U.S. liquefied natural gas (LNG) developers are anticipating that 2021 will be much different than 2020.

Covid-19 and uncertain long-term economics dashed the plans for a number of U.S. gas export projects to make a positive final investment decision (FID) this year. Most of those projects pushed their planned FID dates into 2021, with the expectation of coming online by the middle of the decade to meet what is expected to be global supply shortage. 

With vaccinations beginning, global gas demand is expected to rise, but the long-term profitability of U.S. LNG is still an open question. Arbitrage opportunities to Asia and Europe have decreased since the first wave of domestic projects was funded in the previous decade.

The International Energy Agency said in October global gas demand would likely fall 3% in 2020 to 3.88 trillion cubic meters, or 375 Bcf/d. And the International Gas Union in August said LNG consumption in 2019 totaled a gas equivalent of 482 billion cubic meters, or 46.6 Bcf/d. It added that LNG use could fall about 4% this year but then rebound quickly in 2021, depending on the persistence of the pandemic.
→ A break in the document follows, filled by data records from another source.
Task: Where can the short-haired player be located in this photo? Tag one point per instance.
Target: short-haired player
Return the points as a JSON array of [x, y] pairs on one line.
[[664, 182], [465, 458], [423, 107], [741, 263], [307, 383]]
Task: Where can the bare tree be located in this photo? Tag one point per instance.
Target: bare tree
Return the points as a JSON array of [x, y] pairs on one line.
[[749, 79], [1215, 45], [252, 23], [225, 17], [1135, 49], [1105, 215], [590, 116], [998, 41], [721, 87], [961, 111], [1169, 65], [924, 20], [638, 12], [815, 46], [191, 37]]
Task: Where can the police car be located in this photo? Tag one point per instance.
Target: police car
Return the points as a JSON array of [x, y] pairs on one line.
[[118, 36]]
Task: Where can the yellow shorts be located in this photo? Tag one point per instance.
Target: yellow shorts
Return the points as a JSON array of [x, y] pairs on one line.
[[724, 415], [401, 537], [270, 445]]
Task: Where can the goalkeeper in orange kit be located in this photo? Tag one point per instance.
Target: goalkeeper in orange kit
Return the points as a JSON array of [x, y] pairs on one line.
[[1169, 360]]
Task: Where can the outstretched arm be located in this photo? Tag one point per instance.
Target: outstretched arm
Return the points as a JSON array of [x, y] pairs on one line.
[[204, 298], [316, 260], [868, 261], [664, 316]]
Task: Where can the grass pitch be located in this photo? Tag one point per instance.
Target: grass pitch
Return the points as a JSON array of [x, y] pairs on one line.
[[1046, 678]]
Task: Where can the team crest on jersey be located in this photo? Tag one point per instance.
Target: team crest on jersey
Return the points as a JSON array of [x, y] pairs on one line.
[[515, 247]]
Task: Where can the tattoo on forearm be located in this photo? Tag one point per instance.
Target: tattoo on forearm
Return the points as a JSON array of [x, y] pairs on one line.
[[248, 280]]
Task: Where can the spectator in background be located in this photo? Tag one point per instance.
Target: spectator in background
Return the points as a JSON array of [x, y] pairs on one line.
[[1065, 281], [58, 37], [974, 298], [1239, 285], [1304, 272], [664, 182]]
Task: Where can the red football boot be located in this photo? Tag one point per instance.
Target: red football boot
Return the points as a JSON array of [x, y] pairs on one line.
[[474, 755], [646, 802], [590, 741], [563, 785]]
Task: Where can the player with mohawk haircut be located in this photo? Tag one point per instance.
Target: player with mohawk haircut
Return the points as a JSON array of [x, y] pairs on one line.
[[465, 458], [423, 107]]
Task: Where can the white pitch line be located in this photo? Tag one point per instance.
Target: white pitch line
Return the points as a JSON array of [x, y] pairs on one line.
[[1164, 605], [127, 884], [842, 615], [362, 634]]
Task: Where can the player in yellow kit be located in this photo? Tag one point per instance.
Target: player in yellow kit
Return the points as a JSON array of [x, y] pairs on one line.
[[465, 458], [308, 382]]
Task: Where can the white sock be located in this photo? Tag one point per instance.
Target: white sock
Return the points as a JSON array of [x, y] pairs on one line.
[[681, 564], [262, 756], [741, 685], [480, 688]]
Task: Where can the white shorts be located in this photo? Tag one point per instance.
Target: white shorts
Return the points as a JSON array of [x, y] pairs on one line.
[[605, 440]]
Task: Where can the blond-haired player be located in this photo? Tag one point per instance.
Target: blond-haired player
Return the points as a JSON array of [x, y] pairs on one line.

Meanwhile, Wood Mackenzie predicted in September that global LNG demand would continue to grow to 2030 by 4%/year, creating a potential supply shortfall of 100 million metric tons/year (mmty), equivalent to about 12.8 Bcf/d of gas, by the end of the decade. Qatar would likely account for a large portion of the new supply with a planned expansion at its North Field East facility, the analysts said.

The United States has six export facilities in operation, with recent combined gas intake of more than 11 Bcf/d. The projects now under construction – Golden Pass in Texas, the sixth Sabine Pass train in Louisiana and Venture Global Calcasieu Pass also in Louisiana – would add roughly 4 Bcf/d of capacity in the next few years. Combined that would put total U.S output at around 15 Bcf/d.

The proposed U.S. liquefaction capacity far exceeds what could be built. Seventeen projects with a combined volume of 28.9 Bcf/d have already received construction approval from FERC, a process that costs into the hundreds of millions.

Four other projects with a combined output of up to 5.5 Bcf/d are in the Federal Energy Regulatory Commission’s pre-filing stage to identify major environmental issues and stakeholders. In addition, two more projects with a combined volume of 3 Bcf/d have been proposed to FERC but have not yet applied, according to the Commission.

Of the 17 projects approved by FERC,  only eight with a combined volume of 17.3 Bcf/d have an FID is planned next year, far more than global demand may warrant.

Expansions at existing facilities are said to be more likely to get funding than greenfield projects. Three expansions proposed for the Cameron terminal in Louisiana, the Corpus Christi project in South Texas, and at the Freeport facility on the upper Texas coast, would have combined volume of about 4 Bcf/d. Those projects have not publicly provided 2021 FID dates, but if they are sanctioned, it could leave less room to FID greenfield projects next year.

Two North American projects could potentially be funded this year, the 2.4 mmty Energía Costa Azul (ECA) facility in northwest Mexico and the 11 mmty stage 3 expansion at Corpus Christi. San Diego-based Sempra Energy last month sanctioned ECA, making it the only export project globally to reach FID this year.

Cheniere Energy Inc. said last month it would focus its immediate efforts on marketing an additional 7 mmty from debottlenecking the existing Sabine Pass and Corpus Christi facilities before sanctioning the third stage at Corpus Christi.

Among the greenfield projects vying to reach FID next year, two of them sustained significant setbacks in signing long-term customer deals. India’s Petronet LNG Ltd. backed out of a preliminary deal to invest $2.5 billion in Tellurian Inc.’s proposed 27 mmty Driftwood facility in Louisiana. France’s Engie SA ended negotiations for a 20-year, $7 billion supply deal with NextDecade Corp.’s 27 mmty Rio Grande LNG project in Texas. Both of the developers said they expect to sign enough deals to fund their respective projects next year with smaller initial capacities.

Even though the existing U.S. projects are exporting at record rates, their long-term customers could still be losing money because the arbitrage opportunities are not always high enough to offset sunk liquefaction fees of $2.25-3.50/MMBtu.

Most proposed projects are now likely offering take-or-pay liquefaction fees in the low $2/MMBtu range, Delfin CEO Dudley Poston told NGI earlier this year. The 13 mmty Delfin project offshore Louisiana, which would use abandoned pipelines in the Gulf of Mexico to bring in feed gas, is targeting an FID next year.

However, lower liquefaction fees may not be enough to entice customers. Tellurian has offered a unique model to sell long-term offtake rights, with 1 mmty for every $500 million of investment. It wants to own upstream and pipeline assets with the goal of providing low free-on-board prices of $3.50/MMBtu.